I wanted to linger a little more on the pivotal Civil War era before jumping into Reconstruction issues. And it was time for something lighter, because the country could not have been fully focused on the horrors of war and divisive moral issues all of the time, every day. There must have been fun, too. In fact, this was the time that baseball evolved into a standard game and the sport very quickly spread across the country, creating the first, true national pastime craze. One that has had quite the longevity. I knew a little about baseball's origins, that it was originally a city game and became professional fairly early on. And I figured advancements in transportation and communication had a role in its spread. So to learn more I read Peter Morris' "But Didn't We Have Fun?: An Informal History of Baseball's Pioneer Era, 1843-1870." Most of the book focuses on the peak of the game's popularity among amateurs in the 1860s and its transition to a professional sport by the end of the decade.
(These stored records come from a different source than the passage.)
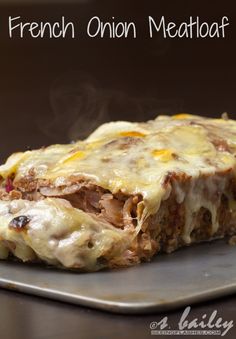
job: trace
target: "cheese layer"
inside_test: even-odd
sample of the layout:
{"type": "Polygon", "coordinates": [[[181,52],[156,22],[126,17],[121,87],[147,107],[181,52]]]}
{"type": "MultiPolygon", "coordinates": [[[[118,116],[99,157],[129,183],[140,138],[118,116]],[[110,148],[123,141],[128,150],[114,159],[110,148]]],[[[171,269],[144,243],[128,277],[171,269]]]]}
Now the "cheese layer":
{"type": "Polygon", "coordinates": [[[40,258],[49,264],[68,268],[97,270],[99,258],[119,257],[130,246],[125,230],[73,208],[66,200],[0,201],[0,259],[9,251],[23,261],[40,258]],[[10,222],[27,216],[23,229],[10,222]]]}
{"type": "Polygon", "coordinates": [[[14,174],[17,183],[33,169],[35,179],[57,187],[72,177],[87,178],[112,193],[140,193],[156,210],[167,194],[168,173],[197,178],[235,169],[235,154],[235,121],[180,114],[147,123],[111,122],[84,141],[15,153],[0,166],[0,175],[14,174]]]}
{"type": "MultiPolygon", "coordinates": [[[[15,153],[0,166],[0,175],[3,179],[14,175],[14,185],[19,188],[25,179],[36,180],[38,187],[47,183],[59,188],[82,179],[113,194],[140,194],[144,208],[138,208],[138,233],[143,220],[155,214],[170,196],[168,176],[184,174],[194,182],[193,189],[183,196],[181,185],[177,185],[176,192],[177,200],[184,200],[187,206],[183,238],[190,242],[191,213],[201,206],[211,211],[213,230],[218,227],[214,221],[217,206],[203,198],[204,184],[199,188],[197,179],[227,171],[235,177],[235,169],[234,120],[179,114],[146,123],[111,122],[84,141],[15,153]]],[[[211,179],[208,183],[214,193],[218,186],[211,184],[211,179]]],[[[79,210],[75,214],[85,217],[79,210]]],[[[71,222],[72,215],[68,216],[71,222]]]]}

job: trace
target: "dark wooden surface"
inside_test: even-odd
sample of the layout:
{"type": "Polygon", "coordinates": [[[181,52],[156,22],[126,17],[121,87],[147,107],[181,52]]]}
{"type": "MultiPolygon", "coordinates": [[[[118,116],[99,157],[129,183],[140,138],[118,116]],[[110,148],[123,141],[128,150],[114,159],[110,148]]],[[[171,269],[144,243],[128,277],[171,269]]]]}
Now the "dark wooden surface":
{"type": "MultiPolygon", "coordinates": [[[[193,306],[189,319],[201,318],[204,313],[210,315],[217,310],[219,317],[228,321],[233,320],[236,324],[235,309],[236,297],[230,296],[193,306]]],[[[1,338],[4,339],[160,338],[160,336],[151,336],[150,322],[159,321],[162,317],[168,316],[170,327],[175,329],[182,312],[183,309],[149,315],[109,314],[0,290],[0,333],[1,338]]],[[[235,336],[236,325],[224,338],[233,339],[235,336]]],[[[165,337],[168,338],[168,336],[165,337]]],[[[182,338],[187,338],[187,336],[182,336],[182,338]]]]}

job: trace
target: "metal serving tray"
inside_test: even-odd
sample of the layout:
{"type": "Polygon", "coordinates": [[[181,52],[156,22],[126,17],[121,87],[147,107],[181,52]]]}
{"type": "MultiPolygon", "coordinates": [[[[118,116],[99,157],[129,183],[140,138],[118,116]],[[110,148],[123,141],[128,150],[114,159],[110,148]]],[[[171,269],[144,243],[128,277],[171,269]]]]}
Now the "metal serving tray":
{"type": "Polygon", "coordinates": [[[0,286],[111,312],[167,311],[236,292],[236,247],[202,243],[150,263],[95,273],[2,261],[0,286]]]}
My review of the book: 2/5 stars.
Histories tend to fall into two categories based on the author's skill: great research with so so writing; great story telling but no special insights. This book is clearly the former. The topic was really compelling to me: I love baseball and I love history. And it had enough information to satisfy my curiosity and keep me reading. The quotes and stories from original sources he found gave a great color and sense of the game as it developed, spread across the country, became standardized, and transitioned into a professional game. You can understand how baseball was developing at the right place at the right time to become what it became.
The first half of the book is a little awkward, reading more like a college thesis than a trade book. The author spends a lot of time telling us what he is going to say and repeating his points than actually saying anything. But he seems to find a groove in the second half, which is where the real story takes off.